И тем не менее, заметив Нормана, я затрепетала. Я радовалась, что он стоит ко мне спиной и не может видеть моего смятения. Ведь нас разделяла довольно узкая песчаная коса, метров десять шириной, не больше. Сердце мое замерло, и мне никак не удавалось отдышаться. Боясь подойти ближе, я сделала вид, будто в мою резиновую тапочку попала ракушка. Оттянув край тапочки, я засунула туда палец, подняла ногу и согнула ступню; и застыла на одной ноге в глупейшей позе, совсем как цапля. Я не могла оторвать глаз от этого обнаженного юноши, от его плеч, от его мускулов, словно вылепленных самим солнцем; после того, как я увидела в комнате две наши кровати, стоявшие рядом, этот силуэт приобрел в моих глазах какую-то новую выразительность.
Только тогда я поняла: целуясь с Норманом, я оставалась целомудренной, но утратила чистоту в Сан-Луис Обиспо и особенно здесь, в Лагуна Бич. Я бы очень удивилась, если бы меня сейчас стали убеждать, что я еще юная, неопытная девушка. Более того, я считала, что могла, не совершая подлога, подписываться: миссис Келлог.
Весь этот день прошел, словно сон, в оцепенении жары, ослепленный солнцем, оглушенный могучим ревом волн. Берег круто уходил в море, и купальщики сразу же оказывались на значительной глубине, их захлестывало, как в открытом море. Неумелые пловцы, как, например, миссис Фарриш, уходили подальше, метров на сто от нас, где остатки эстакады образовывали песчаную заводь, купаться там было вполне безопасно, а я за прошлое лето уже успела привыкнуть к суровому нраву Тихого океана.
Часов в пять начался прибой, и мужчины решили воспользоваться этим обстоятельством и затеяли спортивную игру, в которой я побоялась принять участие. Эта свирепая игра называлась surfboard[19], думаю, ее изобрели в Гонолулу; обычно женщины воздерживаются от этой опасной забавы.

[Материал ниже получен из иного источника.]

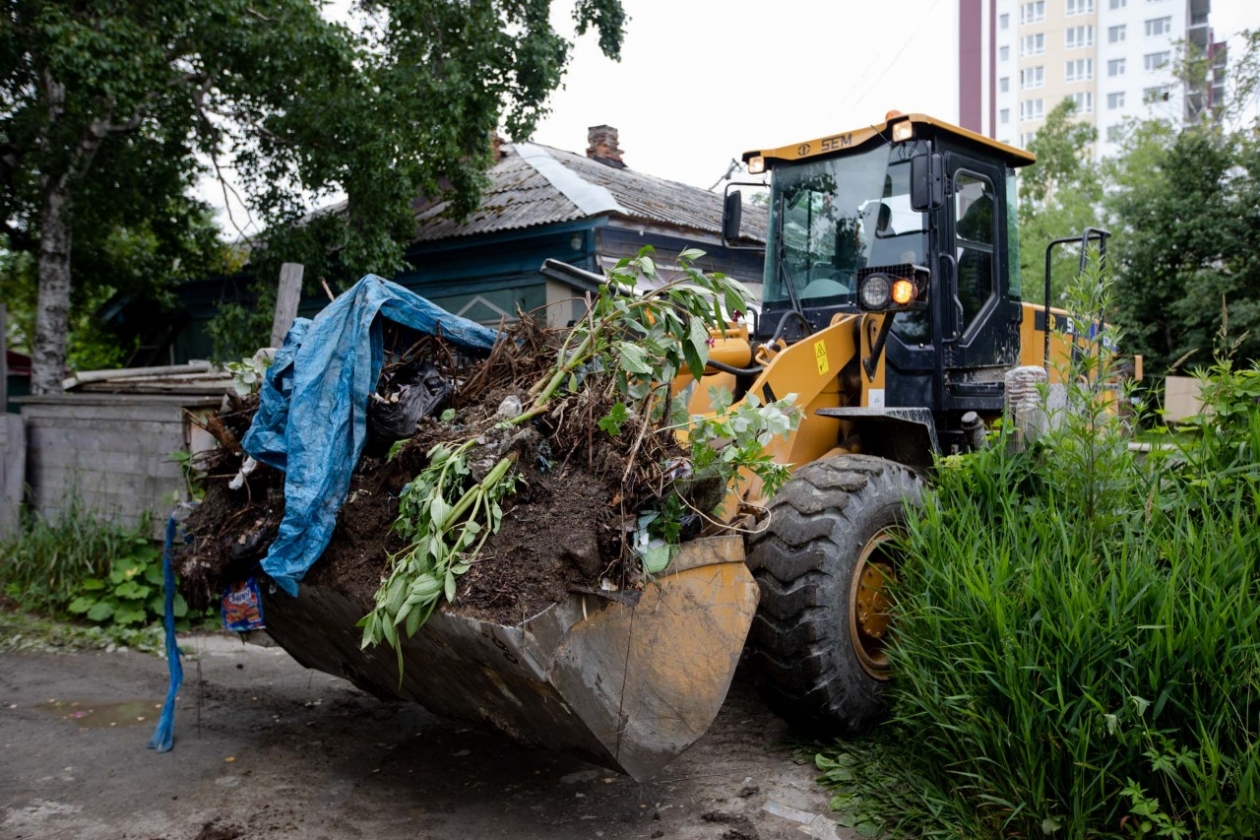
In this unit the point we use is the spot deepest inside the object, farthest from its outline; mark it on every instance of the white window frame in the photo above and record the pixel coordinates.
(1032, 13)
(1079, 37)
(1030, 113)
(1079, 69)
(1033, 44)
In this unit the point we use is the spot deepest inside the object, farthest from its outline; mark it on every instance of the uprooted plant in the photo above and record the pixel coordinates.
(611, 375)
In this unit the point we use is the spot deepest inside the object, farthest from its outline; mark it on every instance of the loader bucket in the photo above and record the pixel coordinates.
(626, 680)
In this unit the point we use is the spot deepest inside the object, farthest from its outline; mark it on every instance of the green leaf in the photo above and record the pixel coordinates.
(101, 611)
(633, 359)
(80, 605)
(657, 557)
(129, 615)
(612, 422)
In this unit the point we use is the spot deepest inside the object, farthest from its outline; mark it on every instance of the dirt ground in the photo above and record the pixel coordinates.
(265, 748)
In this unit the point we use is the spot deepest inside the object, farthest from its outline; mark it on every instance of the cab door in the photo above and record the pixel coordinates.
(978, 331)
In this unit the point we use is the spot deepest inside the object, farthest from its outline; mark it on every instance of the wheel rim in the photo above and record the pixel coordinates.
(870, 605)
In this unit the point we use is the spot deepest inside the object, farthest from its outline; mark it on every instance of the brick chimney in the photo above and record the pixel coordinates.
(602, 146)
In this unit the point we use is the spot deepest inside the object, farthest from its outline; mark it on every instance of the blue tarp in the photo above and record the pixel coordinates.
(311, 421)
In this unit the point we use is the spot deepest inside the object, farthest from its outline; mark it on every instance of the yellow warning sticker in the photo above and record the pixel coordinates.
(820, 357)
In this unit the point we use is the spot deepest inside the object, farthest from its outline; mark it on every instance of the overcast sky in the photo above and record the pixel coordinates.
(699, 82)
(703, 81)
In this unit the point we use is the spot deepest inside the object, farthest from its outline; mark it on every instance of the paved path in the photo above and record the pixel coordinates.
(266, 748)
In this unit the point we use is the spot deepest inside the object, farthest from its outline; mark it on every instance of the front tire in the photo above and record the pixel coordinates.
(818, 640)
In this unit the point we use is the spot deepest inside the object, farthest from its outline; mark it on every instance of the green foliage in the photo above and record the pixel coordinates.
(47, 559)
(238, 329)
(111, 110)
(630, 346)
(28, 632)
(1060, 195)
(445, 527)
(1079, 634)
(130, 593)
(732, 441)
(248, 373)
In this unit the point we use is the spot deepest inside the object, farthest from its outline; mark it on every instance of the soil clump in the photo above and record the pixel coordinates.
(567, 527)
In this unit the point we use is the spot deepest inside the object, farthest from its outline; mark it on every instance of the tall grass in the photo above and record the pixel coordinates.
(1077, 646)
(45, 559)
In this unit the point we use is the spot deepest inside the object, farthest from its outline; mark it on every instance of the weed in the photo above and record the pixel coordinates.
(1077, 649)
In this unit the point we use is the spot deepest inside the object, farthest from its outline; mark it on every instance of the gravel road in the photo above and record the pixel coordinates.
(266, 748)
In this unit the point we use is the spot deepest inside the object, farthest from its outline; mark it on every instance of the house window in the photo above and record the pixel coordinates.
(1032, 44)
(1032, 110)
(1031, 13)
(1080, 37)
(1079, 71)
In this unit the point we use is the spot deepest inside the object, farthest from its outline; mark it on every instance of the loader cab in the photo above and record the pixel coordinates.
(911, 198)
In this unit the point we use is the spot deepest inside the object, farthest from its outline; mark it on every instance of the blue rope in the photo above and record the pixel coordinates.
(164, 734)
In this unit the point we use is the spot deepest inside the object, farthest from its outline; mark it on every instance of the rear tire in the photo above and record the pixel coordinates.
(819, 634)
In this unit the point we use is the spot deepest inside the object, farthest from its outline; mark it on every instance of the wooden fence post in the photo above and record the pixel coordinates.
(286, 301)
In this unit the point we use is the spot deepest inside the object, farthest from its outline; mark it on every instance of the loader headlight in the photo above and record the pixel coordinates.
(904, 131)
(892, 287)
(876, 291)
(902, 291)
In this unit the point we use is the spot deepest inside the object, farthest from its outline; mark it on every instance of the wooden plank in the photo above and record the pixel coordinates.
(4, 360)
(287, 297)
(13, 470)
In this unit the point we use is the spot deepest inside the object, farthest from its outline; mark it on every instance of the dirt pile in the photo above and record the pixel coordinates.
(567, 527)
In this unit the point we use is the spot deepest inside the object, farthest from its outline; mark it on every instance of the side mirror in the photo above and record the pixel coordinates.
(732, 213)
(926, 183)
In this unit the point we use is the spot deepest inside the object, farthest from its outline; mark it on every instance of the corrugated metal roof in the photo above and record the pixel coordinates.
(521, 197)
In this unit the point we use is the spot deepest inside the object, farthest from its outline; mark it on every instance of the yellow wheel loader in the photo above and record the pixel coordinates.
(892, 307)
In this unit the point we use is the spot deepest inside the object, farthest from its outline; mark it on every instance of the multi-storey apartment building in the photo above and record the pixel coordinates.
(1114, 58)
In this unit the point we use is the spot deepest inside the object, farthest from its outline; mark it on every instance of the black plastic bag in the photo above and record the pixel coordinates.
(403, 397)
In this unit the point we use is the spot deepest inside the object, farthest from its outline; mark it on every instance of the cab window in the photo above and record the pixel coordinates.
(975, 243)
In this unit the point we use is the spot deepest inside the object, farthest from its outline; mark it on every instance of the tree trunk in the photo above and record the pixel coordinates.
(52, 315)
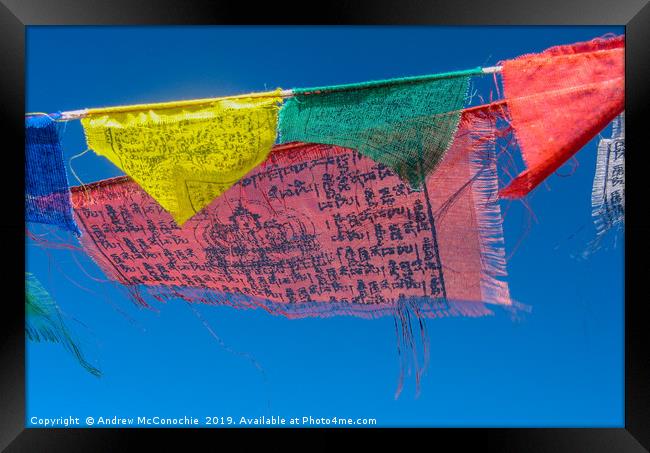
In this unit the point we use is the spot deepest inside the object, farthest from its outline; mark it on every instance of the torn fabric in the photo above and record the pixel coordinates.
(405, 124)
(317, 230)
(608, 194)
(44, 322)
(47, 193)
(559, 100)
(185, 156)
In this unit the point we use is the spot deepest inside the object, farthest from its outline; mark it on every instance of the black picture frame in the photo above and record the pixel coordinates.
(15, 15)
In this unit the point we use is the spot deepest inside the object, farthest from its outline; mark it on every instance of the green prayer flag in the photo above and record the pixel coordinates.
(406, 124)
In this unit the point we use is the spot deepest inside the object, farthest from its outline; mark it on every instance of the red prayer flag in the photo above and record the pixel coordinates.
(559, 100)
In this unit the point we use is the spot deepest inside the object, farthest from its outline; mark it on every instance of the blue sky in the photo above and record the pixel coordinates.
(560, 365)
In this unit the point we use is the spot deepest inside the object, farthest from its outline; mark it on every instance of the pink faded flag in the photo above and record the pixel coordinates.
(317, 230)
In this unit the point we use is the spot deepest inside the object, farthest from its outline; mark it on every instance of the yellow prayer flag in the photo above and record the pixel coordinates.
(186, 156)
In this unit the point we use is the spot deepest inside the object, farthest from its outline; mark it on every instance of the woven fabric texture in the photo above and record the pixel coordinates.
(405, 124)
(185, 156)
(559, 100)
(47, 194)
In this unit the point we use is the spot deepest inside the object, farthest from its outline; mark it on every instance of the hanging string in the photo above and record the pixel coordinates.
(82, 113)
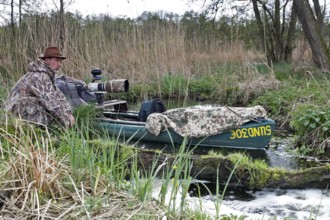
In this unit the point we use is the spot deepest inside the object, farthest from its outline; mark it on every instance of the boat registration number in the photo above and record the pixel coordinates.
(251, 132)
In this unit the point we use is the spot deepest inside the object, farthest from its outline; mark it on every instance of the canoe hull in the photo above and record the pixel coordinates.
(252, 135)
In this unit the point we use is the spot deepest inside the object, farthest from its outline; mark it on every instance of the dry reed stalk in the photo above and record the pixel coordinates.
(136, 52)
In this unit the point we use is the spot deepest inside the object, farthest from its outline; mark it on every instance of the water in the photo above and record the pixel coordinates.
(269, 203)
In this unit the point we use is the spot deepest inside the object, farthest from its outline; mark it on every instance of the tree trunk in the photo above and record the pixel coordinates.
(213, 168)
(313, 34)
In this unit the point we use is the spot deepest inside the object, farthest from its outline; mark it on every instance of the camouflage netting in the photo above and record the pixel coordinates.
(202, 121)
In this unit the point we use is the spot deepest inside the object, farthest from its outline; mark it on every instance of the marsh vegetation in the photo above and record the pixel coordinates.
(83, 173)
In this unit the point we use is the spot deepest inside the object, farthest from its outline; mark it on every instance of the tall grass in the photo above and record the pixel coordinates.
(72, 174)
(127, 49)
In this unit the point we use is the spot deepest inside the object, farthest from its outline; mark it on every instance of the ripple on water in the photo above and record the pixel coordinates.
(282, 204)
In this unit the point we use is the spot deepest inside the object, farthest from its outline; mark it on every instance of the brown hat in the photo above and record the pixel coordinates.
(52, 52)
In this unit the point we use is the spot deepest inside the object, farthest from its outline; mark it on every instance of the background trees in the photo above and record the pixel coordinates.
(277, 25)
(165, 42)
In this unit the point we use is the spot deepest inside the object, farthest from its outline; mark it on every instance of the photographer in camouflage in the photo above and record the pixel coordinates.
(36, 98)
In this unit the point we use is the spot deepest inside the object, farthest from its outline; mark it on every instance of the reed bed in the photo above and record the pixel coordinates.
(138, 52)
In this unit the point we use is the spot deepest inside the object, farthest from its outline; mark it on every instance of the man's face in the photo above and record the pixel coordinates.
(54, 63)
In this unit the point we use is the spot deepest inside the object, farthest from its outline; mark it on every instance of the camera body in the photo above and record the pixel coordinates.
(111, 86)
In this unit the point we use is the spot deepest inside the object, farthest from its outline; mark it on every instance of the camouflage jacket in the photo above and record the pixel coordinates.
(35, 97)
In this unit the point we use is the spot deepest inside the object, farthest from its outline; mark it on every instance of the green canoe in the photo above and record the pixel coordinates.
(255, 134)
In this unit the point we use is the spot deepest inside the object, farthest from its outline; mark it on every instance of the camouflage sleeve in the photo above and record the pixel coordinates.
(51, 99)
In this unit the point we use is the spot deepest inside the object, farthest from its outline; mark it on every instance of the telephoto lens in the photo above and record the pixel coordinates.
(111, 86)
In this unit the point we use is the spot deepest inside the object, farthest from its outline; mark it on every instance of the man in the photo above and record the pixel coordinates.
(36, 98)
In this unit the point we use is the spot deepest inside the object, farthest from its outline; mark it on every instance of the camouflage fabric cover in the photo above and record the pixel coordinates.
(202, 121)
(35, 97)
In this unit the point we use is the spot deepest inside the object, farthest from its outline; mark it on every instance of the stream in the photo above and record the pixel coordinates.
(300, 204)
(271, 203)
(309, 203)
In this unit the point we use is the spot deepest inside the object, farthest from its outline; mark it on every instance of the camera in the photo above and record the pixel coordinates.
(115, 86)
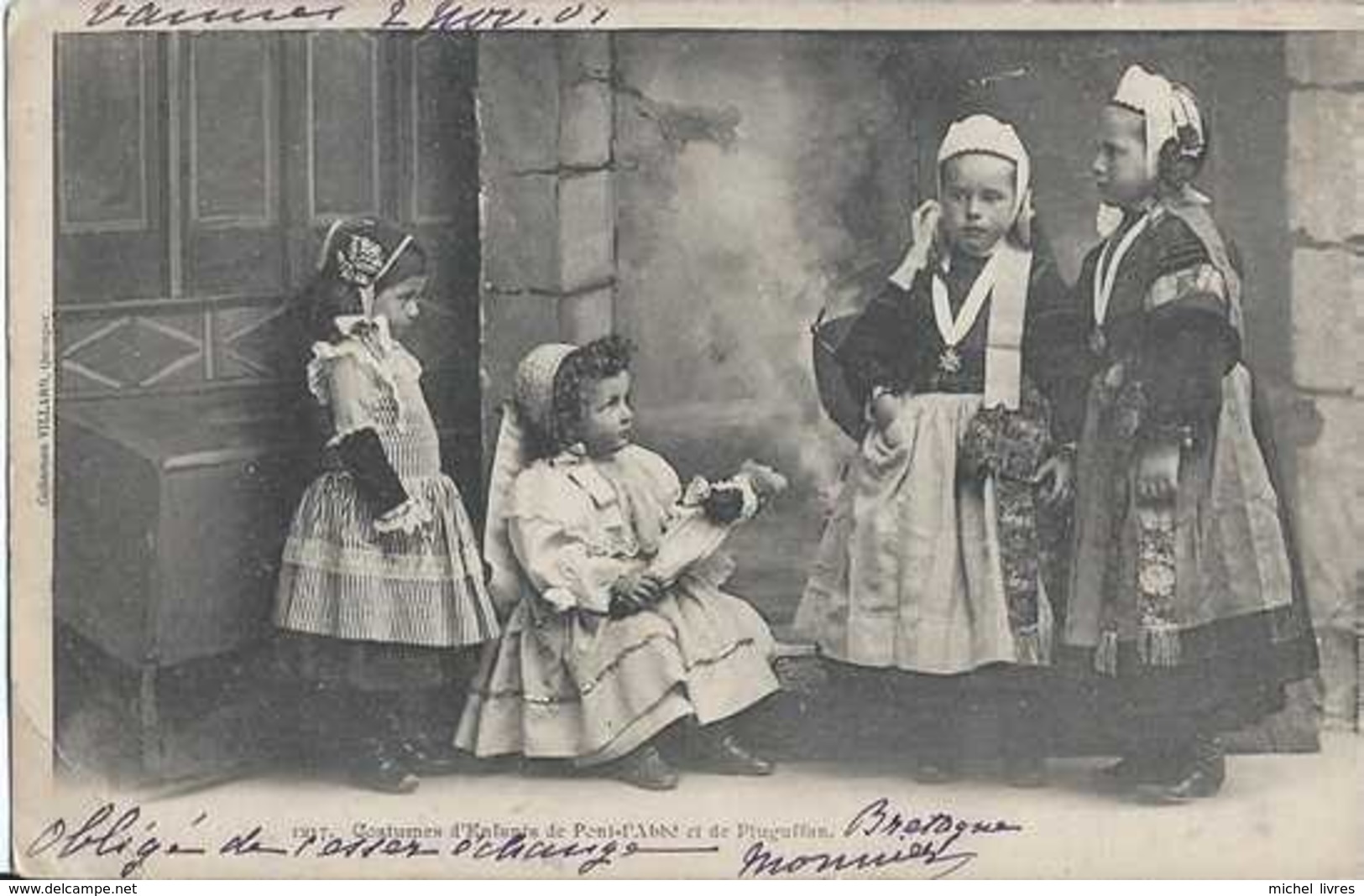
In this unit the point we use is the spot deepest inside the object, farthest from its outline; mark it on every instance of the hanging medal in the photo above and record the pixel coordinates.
(1105, 277)
(954, 329)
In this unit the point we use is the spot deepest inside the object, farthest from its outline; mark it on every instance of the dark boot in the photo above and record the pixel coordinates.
(429, 737)
(1199, 774)
(1137, 767)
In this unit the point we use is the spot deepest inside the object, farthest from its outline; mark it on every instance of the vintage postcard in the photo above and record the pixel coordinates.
(700, 440)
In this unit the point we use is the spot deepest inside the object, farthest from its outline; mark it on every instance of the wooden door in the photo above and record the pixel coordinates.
(196, 176)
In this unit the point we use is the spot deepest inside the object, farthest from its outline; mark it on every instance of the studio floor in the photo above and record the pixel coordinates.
(1285, 817)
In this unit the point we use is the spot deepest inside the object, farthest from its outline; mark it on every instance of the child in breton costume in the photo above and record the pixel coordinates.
(381, 582)
(929, 566)
(609, 573)
(1182, 595)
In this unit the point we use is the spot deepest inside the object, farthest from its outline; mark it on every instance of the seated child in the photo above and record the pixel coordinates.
(604, 651)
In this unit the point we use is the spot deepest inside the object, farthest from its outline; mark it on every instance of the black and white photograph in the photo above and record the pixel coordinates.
(454, 440)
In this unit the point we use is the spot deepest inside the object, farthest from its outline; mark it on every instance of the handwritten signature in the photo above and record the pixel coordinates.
(443, 15)
(131, 837)
(934, 841)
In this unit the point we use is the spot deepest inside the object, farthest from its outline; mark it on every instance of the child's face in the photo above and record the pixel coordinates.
(1120, 161)
(978, 196)
(606, 420)
(400, 303)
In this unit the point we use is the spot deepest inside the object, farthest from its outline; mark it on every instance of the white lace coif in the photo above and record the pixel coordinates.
(986, 134)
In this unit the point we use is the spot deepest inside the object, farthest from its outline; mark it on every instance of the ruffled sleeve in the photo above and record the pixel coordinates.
(661, 479)
(877, 341)
(340, 381)
(353, 360)
(1189, 342)
(549, 529)
(1053, 348)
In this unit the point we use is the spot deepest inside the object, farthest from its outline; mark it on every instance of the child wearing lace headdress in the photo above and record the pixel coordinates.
(606, 569)
(1182, 597)
(928, 580)
(381, 577)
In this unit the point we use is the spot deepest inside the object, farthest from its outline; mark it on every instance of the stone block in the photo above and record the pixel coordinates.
(519, 102)
(587, 231)
(520, 232)
(588, 315)
(1324, 320)
(584, 55)
(1327, 477)
(1325, 58)
(585, 124)
(1320, 164)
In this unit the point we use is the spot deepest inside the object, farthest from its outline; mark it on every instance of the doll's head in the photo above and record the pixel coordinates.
(367, 268)
(1152, 141)
(577, 397)
(982, 185)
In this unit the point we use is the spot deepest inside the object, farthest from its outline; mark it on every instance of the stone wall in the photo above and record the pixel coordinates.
(1326, 148)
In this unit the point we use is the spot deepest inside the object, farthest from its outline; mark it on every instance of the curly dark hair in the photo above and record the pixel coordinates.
(327, 294)
(596, 360)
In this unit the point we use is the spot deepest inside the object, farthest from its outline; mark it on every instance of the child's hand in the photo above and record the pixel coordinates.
(922, 228)
(648, 591)
(923, 224)
(633, 593)
(884, 409)
(1056, 477)
(1158, 473)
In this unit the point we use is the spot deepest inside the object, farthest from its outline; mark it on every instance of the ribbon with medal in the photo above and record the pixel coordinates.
(1105, 277)
(954, 327)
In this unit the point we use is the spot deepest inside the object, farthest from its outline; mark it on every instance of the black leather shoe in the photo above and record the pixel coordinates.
(724, 754)
(1199, 775)
(643, 768)
(384, 769)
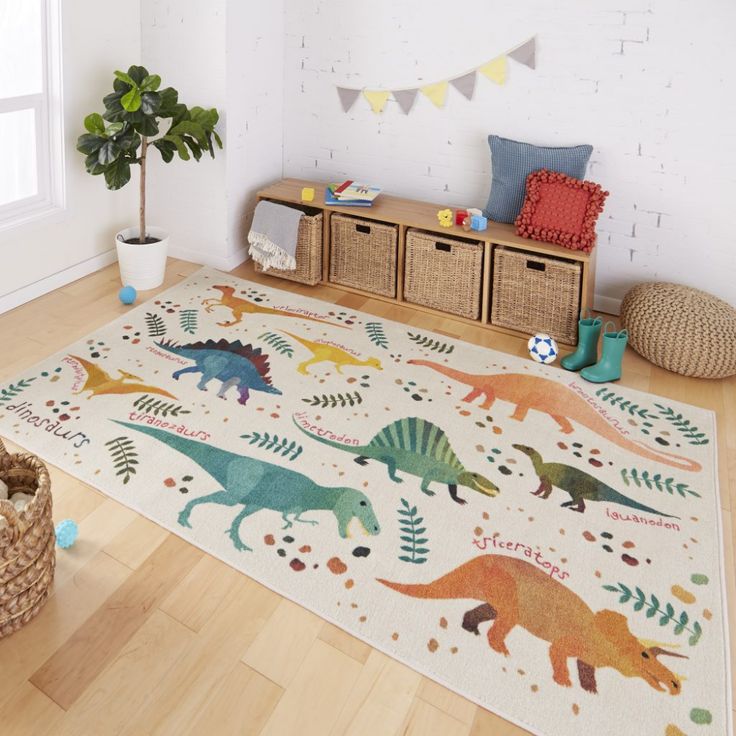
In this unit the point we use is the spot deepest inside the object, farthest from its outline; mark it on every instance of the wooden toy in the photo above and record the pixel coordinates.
(445, 217)
(460, 215)
(478, 222)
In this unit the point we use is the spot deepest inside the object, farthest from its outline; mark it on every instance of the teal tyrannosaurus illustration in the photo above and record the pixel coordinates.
(420, 448)
(580, 485)
(232, 363)
(258, 485)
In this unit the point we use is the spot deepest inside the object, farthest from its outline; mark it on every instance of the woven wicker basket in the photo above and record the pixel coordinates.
(533, 293)
(682, 329)
(308, 253)
(443, 273)
(363, 254)
(27, 542)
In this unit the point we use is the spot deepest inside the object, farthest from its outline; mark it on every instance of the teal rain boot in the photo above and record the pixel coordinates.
(589, 331)
(608, 368)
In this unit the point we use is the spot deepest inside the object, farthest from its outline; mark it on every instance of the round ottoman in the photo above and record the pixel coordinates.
(684, 330)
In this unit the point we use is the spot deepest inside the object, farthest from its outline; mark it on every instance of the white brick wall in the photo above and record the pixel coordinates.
(648, 83)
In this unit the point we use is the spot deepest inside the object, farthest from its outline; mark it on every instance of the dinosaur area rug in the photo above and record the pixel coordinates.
(546, 547)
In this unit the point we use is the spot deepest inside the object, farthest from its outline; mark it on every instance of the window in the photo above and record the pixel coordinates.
(31, 153)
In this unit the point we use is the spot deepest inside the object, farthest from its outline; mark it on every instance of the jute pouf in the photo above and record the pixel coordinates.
(684, 330)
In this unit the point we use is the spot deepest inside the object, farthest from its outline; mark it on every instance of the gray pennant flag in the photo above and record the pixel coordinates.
(465, 85)
(405, 98)
(525, 54)
(347, 97)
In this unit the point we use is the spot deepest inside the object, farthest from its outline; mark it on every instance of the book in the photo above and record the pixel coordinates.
(355, 191)
(330, 198)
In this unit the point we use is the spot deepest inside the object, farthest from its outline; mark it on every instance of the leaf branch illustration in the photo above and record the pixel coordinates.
(652, 608)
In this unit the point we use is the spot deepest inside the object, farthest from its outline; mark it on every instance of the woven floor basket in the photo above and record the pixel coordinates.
(534, 293)
(27, 542)
(443, 273)
(308, 253)
(684, 330)
(363, 254)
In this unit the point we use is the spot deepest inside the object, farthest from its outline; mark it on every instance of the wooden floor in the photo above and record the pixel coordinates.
(145, 634)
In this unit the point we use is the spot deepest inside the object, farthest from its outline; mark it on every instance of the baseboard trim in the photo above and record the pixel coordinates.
(607, 304)
(38, 288)
(222, 263)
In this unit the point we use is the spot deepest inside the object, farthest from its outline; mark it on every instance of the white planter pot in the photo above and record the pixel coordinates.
(142, 266)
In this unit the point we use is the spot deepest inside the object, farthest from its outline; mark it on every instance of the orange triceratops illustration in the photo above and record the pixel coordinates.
(239, 306)
(99, 382)
(514, 592)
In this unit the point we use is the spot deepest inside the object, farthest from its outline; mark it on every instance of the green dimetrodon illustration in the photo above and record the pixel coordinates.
(419, 448)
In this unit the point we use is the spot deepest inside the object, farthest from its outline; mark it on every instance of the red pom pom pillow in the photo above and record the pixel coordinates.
(560, 209)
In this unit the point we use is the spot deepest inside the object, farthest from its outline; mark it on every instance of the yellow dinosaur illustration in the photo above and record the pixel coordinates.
(239, 307)
(101, 383)
(327, 353)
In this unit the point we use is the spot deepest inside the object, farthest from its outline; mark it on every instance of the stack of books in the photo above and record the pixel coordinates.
(351, 194)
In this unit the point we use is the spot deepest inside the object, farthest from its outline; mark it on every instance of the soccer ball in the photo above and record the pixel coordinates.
(542, 348)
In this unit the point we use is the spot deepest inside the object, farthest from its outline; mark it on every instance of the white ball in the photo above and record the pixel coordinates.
(543, 348)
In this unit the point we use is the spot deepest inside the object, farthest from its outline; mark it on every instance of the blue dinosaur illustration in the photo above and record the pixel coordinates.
(258, 485)
(232, 363)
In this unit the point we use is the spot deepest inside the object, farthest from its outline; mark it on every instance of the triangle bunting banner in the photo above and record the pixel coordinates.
(465, 85)
(376, 98)
(526, 53)
(405, 99)
(436, 92)
(495, 70)
(347, 97)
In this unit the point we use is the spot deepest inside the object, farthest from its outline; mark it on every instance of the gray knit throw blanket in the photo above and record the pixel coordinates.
(273, 236)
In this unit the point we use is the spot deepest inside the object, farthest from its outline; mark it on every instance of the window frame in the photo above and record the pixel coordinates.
(48, 118)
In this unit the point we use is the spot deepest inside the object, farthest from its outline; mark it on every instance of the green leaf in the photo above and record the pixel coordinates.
(88, 143)
(95, 124)
(183, 153)
(131, 100)
(123, 77)
(150, 103)
(117, 174)
(147, 125)
(138, 74)
(109, 151)
(188, 127)
(150, 83)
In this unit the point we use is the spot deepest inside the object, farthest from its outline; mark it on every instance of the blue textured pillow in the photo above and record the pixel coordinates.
(512, 162)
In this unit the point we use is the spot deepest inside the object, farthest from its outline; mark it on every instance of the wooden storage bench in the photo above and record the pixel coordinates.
(399, 283)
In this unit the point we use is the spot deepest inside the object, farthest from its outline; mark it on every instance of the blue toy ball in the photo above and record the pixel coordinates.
(66, 533)
(542, 348)
(127, 295)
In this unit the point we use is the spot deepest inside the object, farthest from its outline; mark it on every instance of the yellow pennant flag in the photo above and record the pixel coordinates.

Я тихонько сидела на песке вместе со своими новыми приятельницами и смотрела, как Норман, Чарли Фарриш и один его товарищ, которого он привел с собой купаться, толкали, каждый перед собой, толстую доску. Когда они вышли из залива, то легли на доски животом и, работая руками, выплыли на импровизированных плотах в открытое море. Там они караулили - иной раз довольно долго, - когда подойдет попутная волна. Наконец, когда волна приближалась, они следили за ней, ждали, готовясь к состязанию; вот уже она совсем рядом, вот уже под ними. Тут юноши сразу выходили из состояния пассивного ожидания, улавливали ритм волны и неслись вслед за ней, как бежит вольтижер рядом с конем, прежде чем прыгнуть ему на спину. Потом, попав в такт движению, дав себя подбросить стремнине, они вскакивали обеими ногами на доску и, размахивая руками, как эквилибристы на проволоке, каким-то чудом скользили к берегу, стоя на волнах, одетые ветром, обутые водяными бурунчиками, похожие на неведомых богов морской стихии.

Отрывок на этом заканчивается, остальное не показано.